First District (1st Division)

No. 1—93—4060

Opinion filed April 8, 1996.

*163Roland W. Burris, Attorney General, of Chicago (Rosalyn B. Kaplan, Solicitor General, and Barbara E. Pitts, Assistant Attorney General, of counsel), for appellant.

John J. Henely, Ltd., of Chicago (John J. Henely, of counsel), for appel-lee.

JUSTICE BUCKLEY

delivered the opinion of the court:

Following a jury trial, plaintiff, Donald Christiansen, was *164awarded $42,000 for injuries he sustained as he entered an Illinois State Police squad car after being arrested and handcuffed by defendant, Trooper Harold Masse.

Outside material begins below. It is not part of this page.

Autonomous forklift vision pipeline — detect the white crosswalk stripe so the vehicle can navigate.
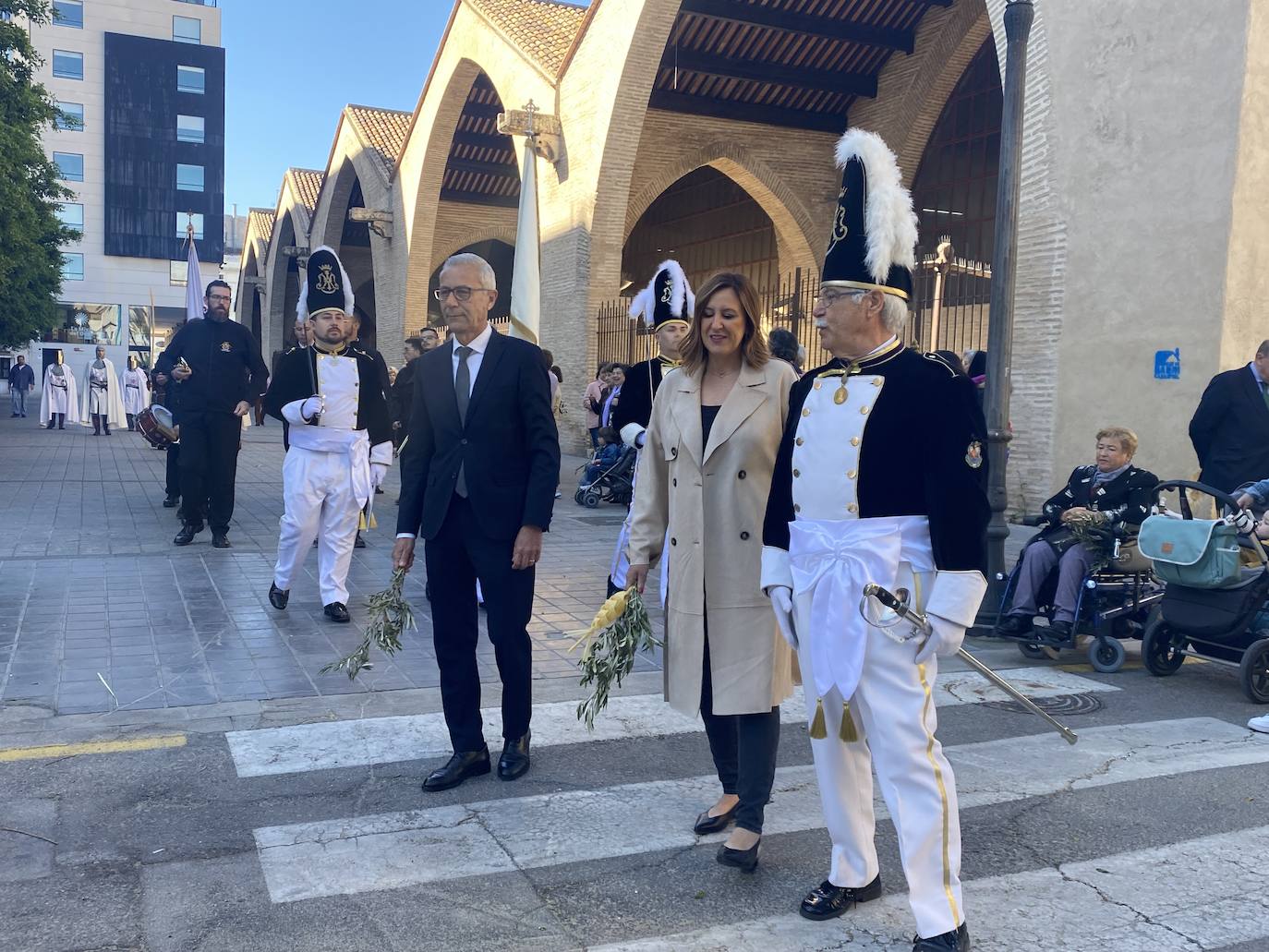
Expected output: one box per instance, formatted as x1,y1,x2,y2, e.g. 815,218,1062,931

Defendant makes three arguments on appeal: (1) the circuit court lacked subject matter jurisdiction; (2) defendant was entitled to public official’s immunity; and (3) the jury award was improper.

BACKGROUND

On January 28, 1988, defendant was on patrol, driving eastbound on Illinois Highway 90 in a marked squad car, when he observed an automobile, driven by plaintiff, traveling east with an inoperative taillight. He activated the light bar on the top of his squad car and pulled the automobile over to the shoulder of the highway. Defendant approached plaintiff and requested to see his driver’s license, but plaintiff did not have it with him. Defendant went back to the squad car and ran a check using plaintiff’s name, address, and date of birth.

The check revealed that the Village of Buffalo Grove police department had obtained a warrant for plaintiff’s arrest. "Alert tones” went out over the police radio channels, which indicated that there was an outstanding warrant on either the person or vehicle that had been stopped. Defendant confirmed his belief that plaintiff was the subject of the warrant and informed the radio dispatcher that he would be out of the squad car.

Defendant walked to plaintiff’s car and informed plaintiff that he was under arrest. He asked plaintiff to step out of his car and put his hands behind his back. Defendant handcuffed and searched plaintiff. About the time defendant arrested plaintiff, Trooper John Welcome arrived, and defendant spoke with him briefly. Defendant told plaintiff he would take him to a squad room for processing. Defendant walked plaintiff to the passenger side of the squad car and opened the front passenger door. As plaintiff started to get into the car he felt a pain in his leg. Defendant helped plaintiff out of the car and told him to wait until defendant could give him the proper instructions on entering the car while handcuffed. According to plaintiff, he was never given such instructions.

On plaintiff’s second attempt to enter the car, defendant placed his hand on plaintiff’s head in order to guide him into the squad car and to protect his head from hitting the roof of the car. According to plaintiff, defendant pushed him into the car, and, although he was able to get into the car this time, he had a cramp in his left leg. After complaining about the pain to defendant and Trooper Welcome, plaintiff was helped out of the car.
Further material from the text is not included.